The decision drew a caustic reaction from leading human rights groups, including the New York-based Human Rights Watch, which said the administration had failed to take a principled stance.

However at a news briefing, State Department Deputy Spokesman Adam Ereli said the administration had used the threat of presenting a resolution as a tool to obtain concrete actions to address U.S. human rights concerns, and that any suggestion that it was going soft on China is flatly wrong. "I would reject that categorically. We are being very determined and consistent in actively seeking improvement and change and positive movement. And the steps that China took yesterday are indications, I think, that our policy and our engagement is producing results," he said.

Senior officials who spoke to reporters here said that even though China has been able to prevent U.S. resolutions from being approved in Geneva, it finds the annual exercise deeply embarrassing.

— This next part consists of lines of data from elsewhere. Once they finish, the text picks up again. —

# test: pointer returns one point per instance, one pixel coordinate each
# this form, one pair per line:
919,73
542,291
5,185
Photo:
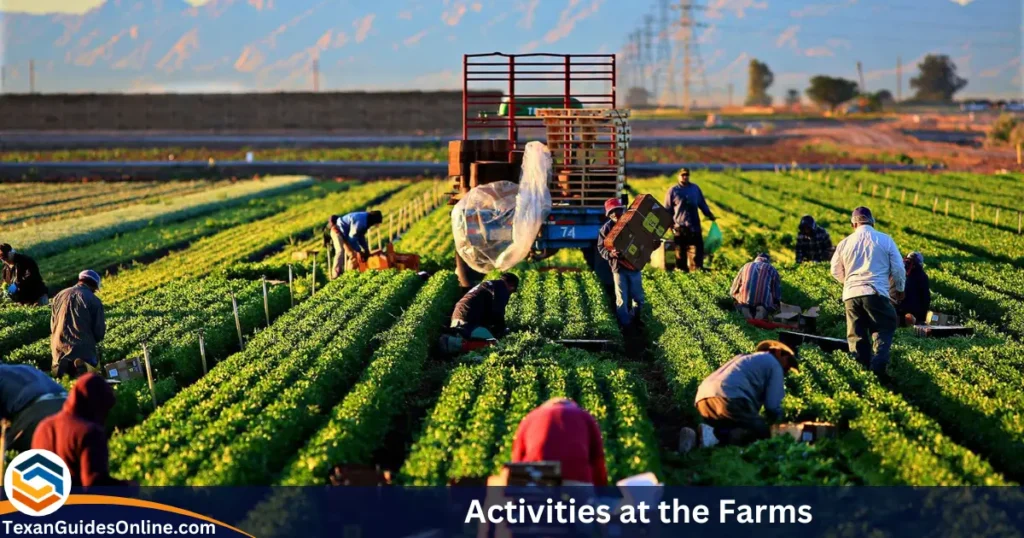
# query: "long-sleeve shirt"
758,284
353,229
25,274
756,377
865,260
77,433
605,253
77,325
20,385
562,431
684,201
484,306
814,247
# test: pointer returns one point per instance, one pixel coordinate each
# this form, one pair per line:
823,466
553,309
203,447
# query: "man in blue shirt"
27,397
629,283
348,235
686,203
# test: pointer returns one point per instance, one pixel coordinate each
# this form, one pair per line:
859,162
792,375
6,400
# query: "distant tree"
937,80
830,91
792,97
637,97
761,79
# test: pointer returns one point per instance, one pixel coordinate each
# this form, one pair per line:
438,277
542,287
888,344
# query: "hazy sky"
239,45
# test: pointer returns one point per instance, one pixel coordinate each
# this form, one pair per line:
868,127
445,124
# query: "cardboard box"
939,319
125,370
639,232
805,431
930,331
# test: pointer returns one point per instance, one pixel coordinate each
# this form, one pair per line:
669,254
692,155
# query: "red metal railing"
543,70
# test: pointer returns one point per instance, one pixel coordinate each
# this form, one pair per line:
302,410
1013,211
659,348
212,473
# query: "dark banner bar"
662,511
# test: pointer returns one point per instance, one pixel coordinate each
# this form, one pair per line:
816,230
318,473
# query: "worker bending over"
867,262
916,292
77,433
480,314
813,242
628,282
22,280
684,200
561,430
27,397
348,235
77,326
731,398
758,288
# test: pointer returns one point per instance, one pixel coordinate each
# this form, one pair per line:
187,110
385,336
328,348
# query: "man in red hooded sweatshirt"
77,433
561,430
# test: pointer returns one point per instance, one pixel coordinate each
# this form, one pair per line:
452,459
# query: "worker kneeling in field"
348,235
629,282
916,293
22,280
27,397
684,200
813,242
480,314
77,326
731,398
561,430
77,433
867,263
758,288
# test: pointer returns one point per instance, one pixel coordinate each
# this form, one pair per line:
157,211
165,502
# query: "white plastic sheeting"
495,224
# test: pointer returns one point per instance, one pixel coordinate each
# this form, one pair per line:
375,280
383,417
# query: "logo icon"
37,483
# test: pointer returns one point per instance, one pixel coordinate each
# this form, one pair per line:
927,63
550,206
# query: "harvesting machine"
567,100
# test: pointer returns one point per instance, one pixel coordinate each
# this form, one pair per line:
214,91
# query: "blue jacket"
353,228
20,385
684,201
605,253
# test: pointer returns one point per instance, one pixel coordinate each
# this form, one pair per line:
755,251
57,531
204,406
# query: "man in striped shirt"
758,288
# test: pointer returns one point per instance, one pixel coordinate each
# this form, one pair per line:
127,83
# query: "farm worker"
758,288
628,281
867,261
731,398
27,397
77,325
348,234
480,314
22,280
561,430
813,242
916,294
684,200
77,433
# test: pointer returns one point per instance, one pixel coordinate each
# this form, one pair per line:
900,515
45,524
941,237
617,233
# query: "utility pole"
315,75
899,79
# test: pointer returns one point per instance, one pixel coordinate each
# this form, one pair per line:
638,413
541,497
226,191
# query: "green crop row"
245,243
90,199
232,447
356,426
569,305
470,430
301,328
899,443
54,237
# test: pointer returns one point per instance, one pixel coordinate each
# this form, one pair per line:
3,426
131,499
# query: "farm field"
349,374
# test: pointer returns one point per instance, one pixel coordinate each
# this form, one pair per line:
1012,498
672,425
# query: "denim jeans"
870,324
629,295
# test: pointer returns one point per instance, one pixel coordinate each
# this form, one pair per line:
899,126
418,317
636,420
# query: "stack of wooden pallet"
588,148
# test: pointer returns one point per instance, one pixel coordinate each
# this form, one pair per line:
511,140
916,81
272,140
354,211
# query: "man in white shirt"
864,262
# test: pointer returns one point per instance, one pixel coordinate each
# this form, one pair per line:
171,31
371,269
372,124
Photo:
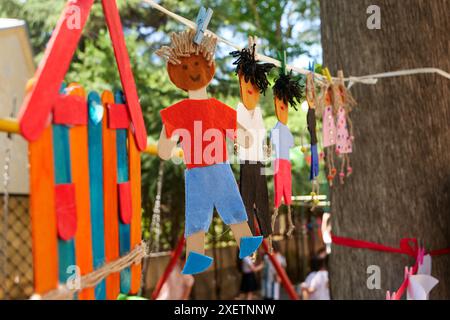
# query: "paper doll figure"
288,92
253,182
311,121
201,125
344,128
329,134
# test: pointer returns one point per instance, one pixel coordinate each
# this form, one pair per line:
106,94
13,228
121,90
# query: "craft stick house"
84,156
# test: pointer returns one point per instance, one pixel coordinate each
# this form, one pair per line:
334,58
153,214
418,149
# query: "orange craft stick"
80,178
110,198
43,215
135,181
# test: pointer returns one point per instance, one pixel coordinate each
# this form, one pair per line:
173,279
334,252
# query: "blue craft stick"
61,154
95,142
123,176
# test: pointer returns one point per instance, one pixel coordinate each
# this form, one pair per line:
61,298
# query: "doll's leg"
290,222
247,243
342,173
274,218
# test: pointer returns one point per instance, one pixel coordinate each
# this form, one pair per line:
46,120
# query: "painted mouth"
195,79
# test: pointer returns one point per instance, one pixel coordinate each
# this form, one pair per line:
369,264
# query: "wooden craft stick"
126,75
61,154
110,198
80,178
123,176
95,142
136,234
43,216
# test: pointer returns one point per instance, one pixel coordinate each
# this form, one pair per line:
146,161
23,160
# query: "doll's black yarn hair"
251,69
288,88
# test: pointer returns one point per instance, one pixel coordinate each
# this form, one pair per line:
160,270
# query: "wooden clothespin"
341,77
203,19
327,74
390,296
408,272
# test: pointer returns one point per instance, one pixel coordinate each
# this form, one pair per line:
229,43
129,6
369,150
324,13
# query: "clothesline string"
367,79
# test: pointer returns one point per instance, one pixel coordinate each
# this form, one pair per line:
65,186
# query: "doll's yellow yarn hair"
182,45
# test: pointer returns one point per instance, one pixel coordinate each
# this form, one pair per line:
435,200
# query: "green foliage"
289,24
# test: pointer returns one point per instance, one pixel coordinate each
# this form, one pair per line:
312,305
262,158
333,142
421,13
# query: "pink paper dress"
328,128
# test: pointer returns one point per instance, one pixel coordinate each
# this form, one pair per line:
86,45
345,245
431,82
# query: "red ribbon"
408,247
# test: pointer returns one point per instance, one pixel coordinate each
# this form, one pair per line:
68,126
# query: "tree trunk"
401,157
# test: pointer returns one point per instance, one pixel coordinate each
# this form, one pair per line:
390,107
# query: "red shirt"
202,126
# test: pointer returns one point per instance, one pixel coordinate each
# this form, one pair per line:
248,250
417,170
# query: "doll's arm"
166,146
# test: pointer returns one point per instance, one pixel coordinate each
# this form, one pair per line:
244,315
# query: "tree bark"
401,156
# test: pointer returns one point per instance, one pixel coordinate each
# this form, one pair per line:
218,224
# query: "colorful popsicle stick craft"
85,171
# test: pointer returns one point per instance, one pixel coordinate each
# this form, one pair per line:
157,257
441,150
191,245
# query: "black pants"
253,187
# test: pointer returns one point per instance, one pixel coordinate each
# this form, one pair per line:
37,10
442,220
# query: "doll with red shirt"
344,103
201,125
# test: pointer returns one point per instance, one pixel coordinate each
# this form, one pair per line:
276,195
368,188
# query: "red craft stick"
70,110
135,228
126,74
118,117
37,105
110,199
124,190
66,211
285,281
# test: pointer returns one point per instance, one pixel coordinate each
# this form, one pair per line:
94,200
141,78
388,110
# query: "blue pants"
209,187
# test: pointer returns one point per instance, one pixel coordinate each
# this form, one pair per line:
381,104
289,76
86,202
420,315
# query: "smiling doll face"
282,111
249,93
193,73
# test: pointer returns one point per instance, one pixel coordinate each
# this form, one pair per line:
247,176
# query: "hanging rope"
6,179
367,79
155,225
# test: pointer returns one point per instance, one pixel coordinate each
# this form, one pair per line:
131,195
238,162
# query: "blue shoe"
249,245
196,263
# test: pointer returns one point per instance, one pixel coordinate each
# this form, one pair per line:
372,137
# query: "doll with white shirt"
253,182
287,92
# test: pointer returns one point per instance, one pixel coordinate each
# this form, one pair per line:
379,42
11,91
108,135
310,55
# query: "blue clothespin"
203,19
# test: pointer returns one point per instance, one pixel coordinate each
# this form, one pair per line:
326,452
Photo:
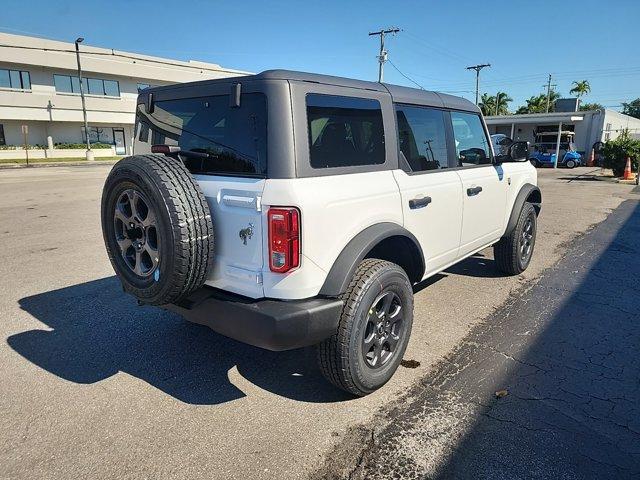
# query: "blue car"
570,159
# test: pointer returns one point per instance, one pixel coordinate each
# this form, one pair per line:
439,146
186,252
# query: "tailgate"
236,210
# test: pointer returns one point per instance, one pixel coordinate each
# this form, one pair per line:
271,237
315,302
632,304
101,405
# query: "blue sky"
524,41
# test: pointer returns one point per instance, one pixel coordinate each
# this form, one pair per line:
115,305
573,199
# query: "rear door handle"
421,202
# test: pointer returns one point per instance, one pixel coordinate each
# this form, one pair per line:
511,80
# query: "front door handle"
421,202
473,191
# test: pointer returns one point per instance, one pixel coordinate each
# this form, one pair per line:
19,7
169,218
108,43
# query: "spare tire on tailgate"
157,228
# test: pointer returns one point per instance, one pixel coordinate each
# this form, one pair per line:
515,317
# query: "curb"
83,163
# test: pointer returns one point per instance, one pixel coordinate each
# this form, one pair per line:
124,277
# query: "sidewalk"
71,162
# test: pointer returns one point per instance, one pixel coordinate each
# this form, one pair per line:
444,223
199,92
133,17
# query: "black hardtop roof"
398,94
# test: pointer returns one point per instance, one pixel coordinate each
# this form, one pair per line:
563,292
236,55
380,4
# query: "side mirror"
519,152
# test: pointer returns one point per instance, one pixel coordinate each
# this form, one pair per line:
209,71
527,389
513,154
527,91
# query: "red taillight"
284,239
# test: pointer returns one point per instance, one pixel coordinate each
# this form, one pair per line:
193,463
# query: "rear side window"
422,137
234,138
472,146
344,131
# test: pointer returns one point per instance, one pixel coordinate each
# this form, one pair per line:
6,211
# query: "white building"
39,88
588,127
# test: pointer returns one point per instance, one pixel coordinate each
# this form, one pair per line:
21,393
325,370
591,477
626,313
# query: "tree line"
498,104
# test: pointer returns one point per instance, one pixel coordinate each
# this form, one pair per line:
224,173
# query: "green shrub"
616,151
20,147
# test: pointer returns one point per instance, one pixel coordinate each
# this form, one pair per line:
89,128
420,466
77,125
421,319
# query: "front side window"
232,139
15,79
344,131
472,146
422,137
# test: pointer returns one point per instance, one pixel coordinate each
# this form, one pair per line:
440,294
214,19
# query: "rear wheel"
374,329
513,253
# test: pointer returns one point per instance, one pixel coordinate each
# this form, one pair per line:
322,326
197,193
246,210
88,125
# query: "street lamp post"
90,156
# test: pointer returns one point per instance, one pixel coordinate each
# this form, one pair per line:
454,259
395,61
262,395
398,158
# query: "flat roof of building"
42,52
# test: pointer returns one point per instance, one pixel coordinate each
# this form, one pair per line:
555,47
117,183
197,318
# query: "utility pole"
383,53
549,86
84,108
477,68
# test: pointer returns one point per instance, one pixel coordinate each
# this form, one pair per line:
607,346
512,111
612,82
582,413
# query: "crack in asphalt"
566,354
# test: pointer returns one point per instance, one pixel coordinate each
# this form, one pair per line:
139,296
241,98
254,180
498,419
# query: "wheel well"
535,198
401,251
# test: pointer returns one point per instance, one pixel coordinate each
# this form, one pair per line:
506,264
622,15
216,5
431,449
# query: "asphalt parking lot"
95,386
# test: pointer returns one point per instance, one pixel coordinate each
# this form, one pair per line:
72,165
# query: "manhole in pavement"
410,363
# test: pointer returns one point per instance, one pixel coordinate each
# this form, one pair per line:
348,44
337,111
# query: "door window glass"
472,146
422,137
344,131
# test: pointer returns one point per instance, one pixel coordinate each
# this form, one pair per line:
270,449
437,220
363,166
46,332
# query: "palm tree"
502,103
580,88
495,104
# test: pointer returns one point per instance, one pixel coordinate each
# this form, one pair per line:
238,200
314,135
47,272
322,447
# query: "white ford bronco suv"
288,209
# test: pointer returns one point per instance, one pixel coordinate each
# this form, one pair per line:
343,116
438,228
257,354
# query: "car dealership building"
40,94
587,127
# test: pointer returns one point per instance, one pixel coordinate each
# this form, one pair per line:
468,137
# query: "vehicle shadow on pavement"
98,331
477,265
565,360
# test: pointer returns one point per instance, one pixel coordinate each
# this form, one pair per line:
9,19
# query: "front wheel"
373,331
513,252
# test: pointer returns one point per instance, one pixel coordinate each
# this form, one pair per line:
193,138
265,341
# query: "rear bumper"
271,324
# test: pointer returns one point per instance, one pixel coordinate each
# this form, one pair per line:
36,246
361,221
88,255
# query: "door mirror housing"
518,152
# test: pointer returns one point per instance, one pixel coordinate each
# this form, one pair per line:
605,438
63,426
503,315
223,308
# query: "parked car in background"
544,150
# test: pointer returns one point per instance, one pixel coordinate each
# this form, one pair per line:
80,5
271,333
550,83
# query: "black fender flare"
524,193
355,251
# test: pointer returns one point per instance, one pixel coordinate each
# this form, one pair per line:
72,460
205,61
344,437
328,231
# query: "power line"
405,76
477,68
383,53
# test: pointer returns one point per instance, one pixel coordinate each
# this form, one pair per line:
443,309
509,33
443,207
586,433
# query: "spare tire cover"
157,228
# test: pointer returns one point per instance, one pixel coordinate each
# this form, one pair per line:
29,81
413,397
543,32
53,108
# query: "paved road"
94,386
564,357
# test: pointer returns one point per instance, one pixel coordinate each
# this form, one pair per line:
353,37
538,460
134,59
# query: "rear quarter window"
344,131
234,138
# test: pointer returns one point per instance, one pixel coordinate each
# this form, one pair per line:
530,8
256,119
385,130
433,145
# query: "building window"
142,86
95,86
98,135
15,79
344,131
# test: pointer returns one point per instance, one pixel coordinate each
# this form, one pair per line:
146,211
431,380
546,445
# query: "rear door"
224,146
431,192
484,189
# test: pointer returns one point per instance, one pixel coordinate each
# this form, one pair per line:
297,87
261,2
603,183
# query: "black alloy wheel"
136,232
383,330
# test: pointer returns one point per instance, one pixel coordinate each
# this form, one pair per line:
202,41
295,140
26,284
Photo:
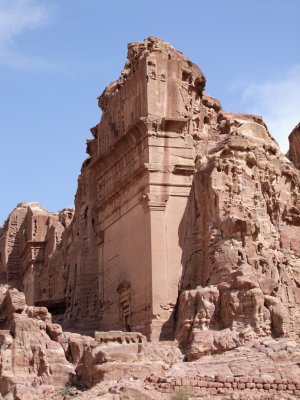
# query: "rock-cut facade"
186,221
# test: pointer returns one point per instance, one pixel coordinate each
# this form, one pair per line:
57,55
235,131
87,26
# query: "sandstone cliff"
186,225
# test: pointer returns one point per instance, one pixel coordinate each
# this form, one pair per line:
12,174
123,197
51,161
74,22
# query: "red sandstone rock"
186,226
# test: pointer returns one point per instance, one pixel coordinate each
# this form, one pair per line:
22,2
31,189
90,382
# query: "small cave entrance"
55,307
124,291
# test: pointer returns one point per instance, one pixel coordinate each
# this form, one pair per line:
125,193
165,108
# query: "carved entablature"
125,160
32,253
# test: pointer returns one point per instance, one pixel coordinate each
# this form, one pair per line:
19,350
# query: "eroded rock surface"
186,228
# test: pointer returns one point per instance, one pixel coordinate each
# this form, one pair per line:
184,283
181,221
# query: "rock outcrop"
28,357
186,227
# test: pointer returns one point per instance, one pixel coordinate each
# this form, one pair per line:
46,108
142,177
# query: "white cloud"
278,102
17,17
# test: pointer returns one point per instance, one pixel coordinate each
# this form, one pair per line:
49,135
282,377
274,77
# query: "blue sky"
57,56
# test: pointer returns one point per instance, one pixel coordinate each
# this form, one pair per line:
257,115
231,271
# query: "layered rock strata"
186,219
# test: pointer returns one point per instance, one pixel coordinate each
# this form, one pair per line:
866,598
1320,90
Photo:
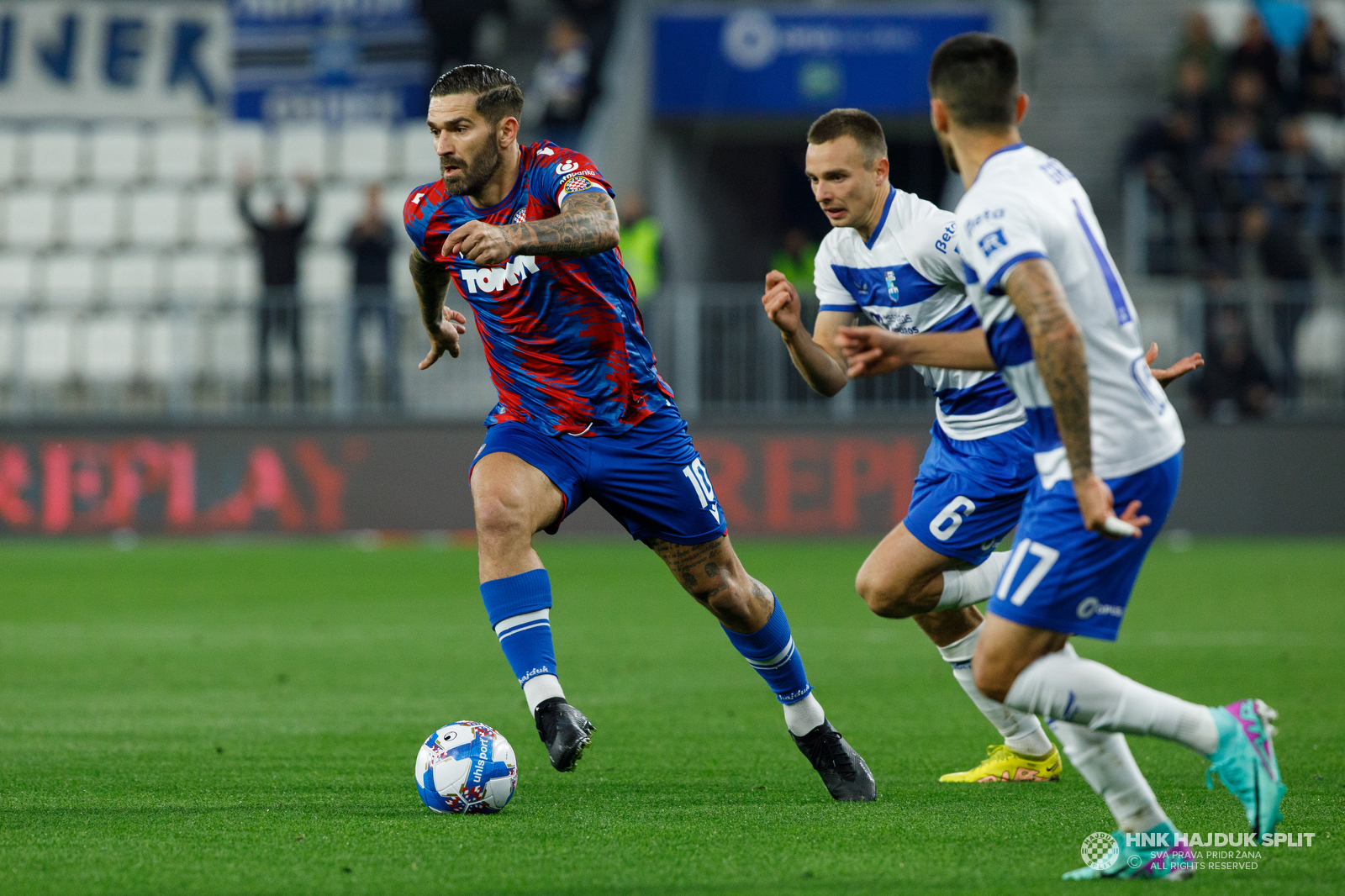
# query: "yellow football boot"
1004,764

They said U.S. diplomats had used the shelving of this year's resolution as leverage to get the release of Ms. Kadeer, as well as other commitments by China. Those include extending rights to parole and sentence reductions to political prisoners, and promises to accept visits by U.N. investigators on torture and religious freedom.

The United States had long sought the release of Rebiya Kadeer, jailed since 1999 on charges of endangering state security for sending Chinese newspaper clippings to her husband, a U.S.-based Uighur activist.

Her parole on medical grounds came in advance of the visit to China by Secretary of State Condoleezza Rice due to begin Sunday.

Amnesty International, while welcoming the release, said it was tactically timed for the Rice visit, and an exercise in hostage politics.

It also said the Bush administration's decision on a China resolution would undermine its own arguments against the lifting of the European Union arms embargo against China.

Human Rights Watch noted that the State Department's own report in human rights world-wide, issued less than three weeks ago, had strongly condemned China's human rights record.

It said that to suggest that that record had improved enough to escape even a discussion at the U.N. Human Rights Commission is inexplicable and unfortunate.